Regulations for Animal Biotechnology

REGULATIONS FOR ANIMAL BIOTECHNOLOGY
  • The regulation of animal biotechnology currently is performed under existing government agencies. To date, no new regulations or laws have been enacted to deal with animal biotechnology and related issues. The main governing body in USA for animal biotechnology and their products is the FDA. Specifically, these products fall under the new animal drug provisions of the Food, Drug, and Cosmetic Act (FDCA). In this use, the introduced genetic construct is considered the “drug.” This lack of concrete regulatory guidance has produced many questions, especially because the process for bringing genetically engineered animals to market remains unknown.
  • Currently, the only genetically engineered animal on the market is the GloFish, a transgenic aquarium fish engineered to glow in the dark. It has not been subject to regulation by the FDA, however, because it is not believed to be a threat to the environment.

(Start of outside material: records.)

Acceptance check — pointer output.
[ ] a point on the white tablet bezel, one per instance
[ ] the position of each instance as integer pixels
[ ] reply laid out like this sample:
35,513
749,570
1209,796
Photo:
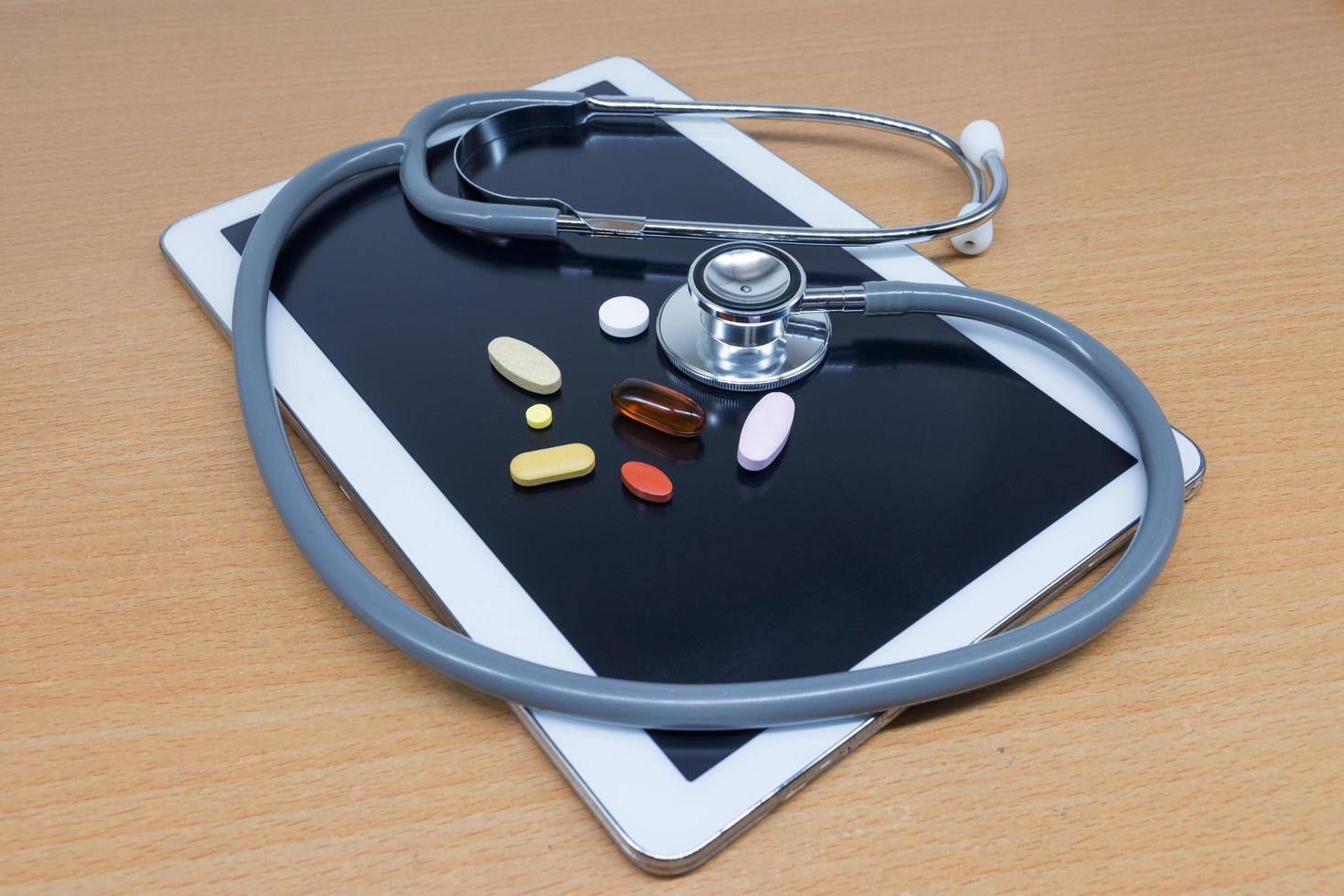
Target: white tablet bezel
660,818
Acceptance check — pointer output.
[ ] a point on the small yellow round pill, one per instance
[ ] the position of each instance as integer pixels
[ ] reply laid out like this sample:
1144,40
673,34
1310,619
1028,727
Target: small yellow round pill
539,417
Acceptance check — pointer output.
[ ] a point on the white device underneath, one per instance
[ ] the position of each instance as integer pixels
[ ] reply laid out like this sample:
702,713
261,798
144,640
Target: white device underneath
659,818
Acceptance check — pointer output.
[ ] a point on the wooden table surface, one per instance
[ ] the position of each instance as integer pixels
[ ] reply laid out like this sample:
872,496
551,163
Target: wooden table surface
185,706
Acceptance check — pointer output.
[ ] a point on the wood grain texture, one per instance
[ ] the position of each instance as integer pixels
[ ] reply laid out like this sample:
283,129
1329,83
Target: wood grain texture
185,707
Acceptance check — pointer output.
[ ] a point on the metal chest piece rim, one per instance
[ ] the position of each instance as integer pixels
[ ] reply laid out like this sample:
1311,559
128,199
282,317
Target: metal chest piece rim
732,324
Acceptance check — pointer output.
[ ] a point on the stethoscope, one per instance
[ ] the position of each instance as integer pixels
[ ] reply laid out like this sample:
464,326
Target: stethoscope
745,320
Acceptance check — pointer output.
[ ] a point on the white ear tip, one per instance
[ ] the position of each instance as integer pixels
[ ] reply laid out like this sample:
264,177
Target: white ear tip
974,240
980,137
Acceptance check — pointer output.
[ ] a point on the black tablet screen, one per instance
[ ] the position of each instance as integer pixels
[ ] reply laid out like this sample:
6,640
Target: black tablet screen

  • The European Medicines Agency is responsible for the approval of phar­maceuticals derived through animal biotechnology, and the EFSA is respon­sible for approval of food derived from animal biotechnology. Regarding regulation of food bio­technology, the EFSA is responsible for scientific risk assessment. Directive 2001/18/EC regulates the distribution of GMOs and GMO use in food products, but there are no specific European regulations for food products derived from biotechnol­ogy, such as cloning that does not in­volve genetic modification. No distinc­tion is made between animal or plant products .
  • China currently is the sixth largest producer of GM crops, and its govern­ment has made a strong commitment to both plant and animal biotechnol­ogy. Animal biotechnology in China is governed primarily by three agencies: the Ministry of Health, the Ministry of Science and Technology, and the Ministry of Agriculture.

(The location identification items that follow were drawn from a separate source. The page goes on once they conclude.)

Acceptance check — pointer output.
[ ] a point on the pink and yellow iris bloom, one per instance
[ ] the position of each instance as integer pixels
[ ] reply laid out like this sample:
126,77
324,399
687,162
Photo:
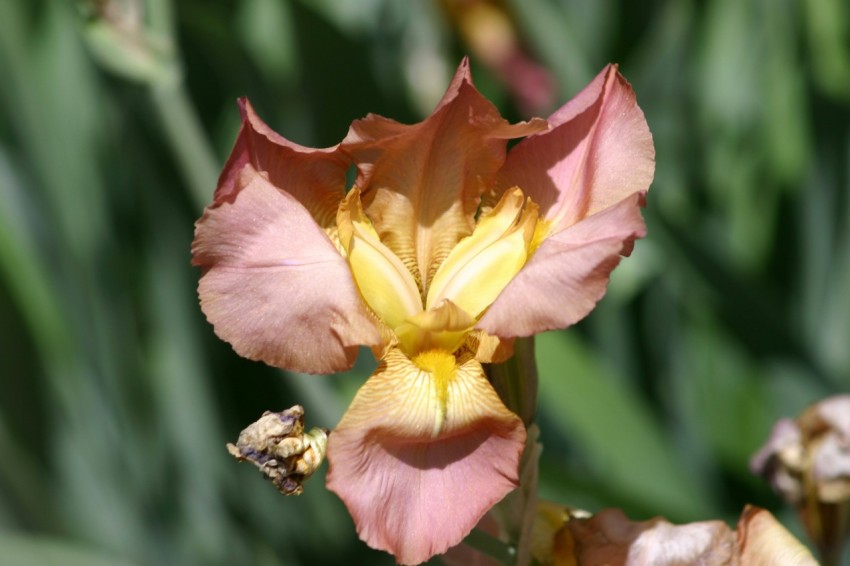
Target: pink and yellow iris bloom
447,247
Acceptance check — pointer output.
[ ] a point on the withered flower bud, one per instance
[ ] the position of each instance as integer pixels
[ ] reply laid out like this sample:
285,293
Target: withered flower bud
808,463
567,538
279,447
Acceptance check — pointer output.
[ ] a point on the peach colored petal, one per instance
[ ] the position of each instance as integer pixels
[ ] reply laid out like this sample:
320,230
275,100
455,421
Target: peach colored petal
610,538
315,177
418,459
598,152
274,285
421,183
567,275
764,541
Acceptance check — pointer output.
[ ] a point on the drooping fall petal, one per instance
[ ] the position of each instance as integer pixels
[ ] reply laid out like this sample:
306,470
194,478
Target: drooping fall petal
421,183
567,275
262,255
598,152
422,453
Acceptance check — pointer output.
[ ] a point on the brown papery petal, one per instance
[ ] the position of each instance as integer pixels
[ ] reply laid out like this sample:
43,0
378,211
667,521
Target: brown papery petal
419,458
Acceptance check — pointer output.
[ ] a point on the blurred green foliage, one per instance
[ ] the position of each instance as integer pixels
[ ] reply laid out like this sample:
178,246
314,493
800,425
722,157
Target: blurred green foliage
116,399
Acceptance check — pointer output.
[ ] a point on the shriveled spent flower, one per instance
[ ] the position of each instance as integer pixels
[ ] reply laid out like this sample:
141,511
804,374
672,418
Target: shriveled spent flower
446,248
807,461
610,538
279,447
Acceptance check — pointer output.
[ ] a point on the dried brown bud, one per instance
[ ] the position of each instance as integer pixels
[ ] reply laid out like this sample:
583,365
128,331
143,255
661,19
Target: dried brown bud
567,538
807,461
279,447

  • There are two main internation­al protocols that affect animal bio­technology. The Codex Alimentarius Commission (Codex) and the Cartagena Protocol on Biosafety to the Convention on Biological Diversity.

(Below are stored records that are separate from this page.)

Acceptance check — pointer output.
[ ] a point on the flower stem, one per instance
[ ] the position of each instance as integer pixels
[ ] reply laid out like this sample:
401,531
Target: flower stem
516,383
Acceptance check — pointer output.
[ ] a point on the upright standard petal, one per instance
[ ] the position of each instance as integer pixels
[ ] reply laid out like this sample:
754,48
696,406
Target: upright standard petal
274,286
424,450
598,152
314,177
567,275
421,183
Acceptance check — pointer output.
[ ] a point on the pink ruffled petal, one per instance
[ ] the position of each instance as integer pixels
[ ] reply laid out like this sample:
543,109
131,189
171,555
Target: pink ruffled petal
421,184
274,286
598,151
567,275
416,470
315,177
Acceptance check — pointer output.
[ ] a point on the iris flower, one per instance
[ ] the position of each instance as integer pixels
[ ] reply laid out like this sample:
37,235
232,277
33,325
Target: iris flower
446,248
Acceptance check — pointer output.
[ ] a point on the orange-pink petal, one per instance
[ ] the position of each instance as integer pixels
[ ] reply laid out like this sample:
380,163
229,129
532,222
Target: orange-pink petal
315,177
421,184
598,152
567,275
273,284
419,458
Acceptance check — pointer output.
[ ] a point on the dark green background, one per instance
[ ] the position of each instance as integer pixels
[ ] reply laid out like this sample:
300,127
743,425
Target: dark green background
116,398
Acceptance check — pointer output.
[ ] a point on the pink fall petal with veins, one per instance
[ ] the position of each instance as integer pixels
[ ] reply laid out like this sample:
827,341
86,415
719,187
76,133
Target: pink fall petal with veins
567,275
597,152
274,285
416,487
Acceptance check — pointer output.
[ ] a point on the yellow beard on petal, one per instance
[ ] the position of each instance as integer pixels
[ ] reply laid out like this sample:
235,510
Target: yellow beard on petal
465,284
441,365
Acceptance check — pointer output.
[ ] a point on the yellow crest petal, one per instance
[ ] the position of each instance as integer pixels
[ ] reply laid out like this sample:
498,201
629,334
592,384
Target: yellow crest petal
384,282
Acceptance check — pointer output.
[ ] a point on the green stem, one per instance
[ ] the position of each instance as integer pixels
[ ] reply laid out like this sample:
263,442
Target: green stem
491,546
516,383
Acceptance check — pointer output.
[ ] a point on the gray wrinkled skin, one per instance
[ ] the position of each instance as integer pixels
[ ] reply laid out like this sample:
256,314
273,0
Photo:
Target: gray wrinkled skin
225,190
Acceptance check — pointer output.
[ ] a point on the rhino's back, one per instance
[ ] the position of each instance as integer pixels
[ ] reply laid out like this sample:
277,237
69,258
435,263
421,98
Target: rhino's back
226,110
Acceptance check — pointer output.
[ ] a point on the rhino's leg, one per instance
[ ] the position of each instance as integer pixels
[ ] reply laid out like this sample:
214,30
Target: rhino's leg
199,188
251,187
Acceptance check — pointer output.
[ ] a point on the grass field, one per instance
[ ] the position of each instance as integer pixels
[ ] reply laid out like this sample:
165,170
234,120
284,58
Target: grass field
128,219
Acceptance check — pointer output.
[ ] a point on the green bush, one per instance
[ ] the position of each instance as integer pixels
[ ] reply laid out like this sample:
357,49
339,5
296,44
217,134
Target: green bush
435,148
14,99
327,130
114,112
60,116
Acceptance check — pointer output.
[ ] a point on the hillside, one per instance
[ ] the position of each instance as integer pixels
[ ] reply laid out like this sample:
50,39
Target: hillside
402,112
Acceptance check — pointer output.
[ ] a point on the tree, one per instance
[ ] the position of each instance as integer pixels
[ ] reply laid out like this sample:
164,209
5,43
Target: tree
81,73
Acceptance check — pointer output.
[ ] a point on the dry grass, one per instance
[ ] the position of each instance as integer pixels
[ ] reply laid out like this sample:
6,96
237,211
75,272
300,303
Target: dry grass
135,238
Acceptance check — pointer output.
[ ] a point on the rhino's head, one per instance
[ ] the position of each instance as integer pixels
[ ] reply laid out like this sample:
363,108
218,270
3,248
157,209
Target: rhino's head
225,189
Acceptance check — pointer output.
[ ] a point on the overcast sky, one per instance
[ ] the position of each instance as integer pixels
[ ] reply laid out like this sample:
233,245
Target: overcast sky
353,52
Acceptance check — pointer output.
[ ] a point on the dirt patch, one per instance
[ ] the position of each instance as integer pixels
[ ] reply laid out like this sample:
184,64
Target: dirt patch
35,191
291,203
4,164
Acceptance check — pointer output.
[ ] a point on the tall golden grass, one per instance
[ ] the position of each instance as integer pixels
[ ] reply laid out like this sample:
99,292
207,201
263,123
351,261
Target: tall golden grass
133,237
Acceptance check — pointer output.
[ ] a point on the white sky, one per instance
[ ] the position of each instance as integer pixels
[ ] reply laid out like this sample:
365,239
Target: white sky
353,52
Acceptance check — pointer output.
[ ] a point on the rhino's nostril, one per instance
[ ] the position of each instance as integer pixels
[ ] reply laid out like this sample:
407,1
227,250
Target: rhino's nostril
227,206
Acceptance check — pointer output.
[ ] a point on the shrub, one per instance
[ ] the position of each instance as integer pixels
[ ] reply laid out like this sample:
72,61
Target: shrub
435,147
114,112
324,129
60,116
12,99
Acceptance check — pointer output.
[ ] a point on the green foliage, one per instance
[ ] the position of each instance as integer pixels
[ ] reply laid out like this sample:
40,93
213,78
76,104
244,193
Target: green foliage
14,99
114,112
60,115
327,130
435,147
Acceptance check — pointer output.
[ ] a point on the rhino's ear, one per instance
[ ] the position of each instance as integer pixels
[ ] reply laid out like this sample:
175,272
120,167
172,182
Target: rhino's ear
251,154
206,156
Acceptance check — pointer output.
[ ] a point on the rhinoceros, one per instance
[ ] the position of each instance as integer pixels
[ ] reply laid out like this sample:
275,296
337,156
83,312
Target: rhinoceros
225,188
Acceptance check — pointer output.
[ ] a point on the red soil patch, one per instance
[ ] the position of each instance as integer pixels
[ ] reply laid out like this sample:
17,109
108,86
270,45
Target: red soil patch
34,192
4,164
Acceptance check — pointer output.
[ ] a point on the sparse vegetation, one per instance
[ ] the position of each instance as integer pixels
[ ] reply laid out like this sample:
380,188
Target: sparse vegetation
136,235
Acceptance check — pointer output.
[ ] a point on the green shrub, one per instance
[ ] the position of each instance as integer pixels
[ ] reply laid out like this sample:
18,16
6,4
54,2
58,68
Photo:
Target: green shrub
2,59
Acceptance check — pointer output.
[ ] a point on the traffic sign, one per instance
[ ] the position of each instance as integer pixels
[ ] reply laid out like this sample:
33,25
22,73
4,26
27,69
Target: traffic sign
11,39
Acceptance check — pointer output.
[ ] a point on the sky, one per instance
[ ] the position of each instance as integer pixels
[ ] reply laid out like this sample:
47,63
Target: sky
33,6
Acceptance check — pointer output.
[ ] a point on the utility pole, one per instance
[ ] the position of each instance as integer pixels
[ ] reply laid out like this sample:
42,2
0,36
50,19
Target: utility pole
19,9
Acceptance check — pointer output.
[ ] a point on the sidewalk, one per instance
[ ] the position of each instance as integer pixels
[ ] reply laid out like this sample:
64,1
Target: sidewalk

  • The Codex, jointly administered by two United Nations agencies—the World Health Organization and the Food and Agriculture Organization—sets inter­national safety standards for foods. Before a food produced by biotechnol­ogy can be marketed, it is subjected to a pre-market assessment that evalu­ates both the direct and unintended effects on food safety and nutritional aspects that might arise because of the use of technology. Although it is a thorough risk assess­ment of the food safety issues, the Codex does not address the environ­mental, ethical, moral, or socioeconom­ic impacts of the technology.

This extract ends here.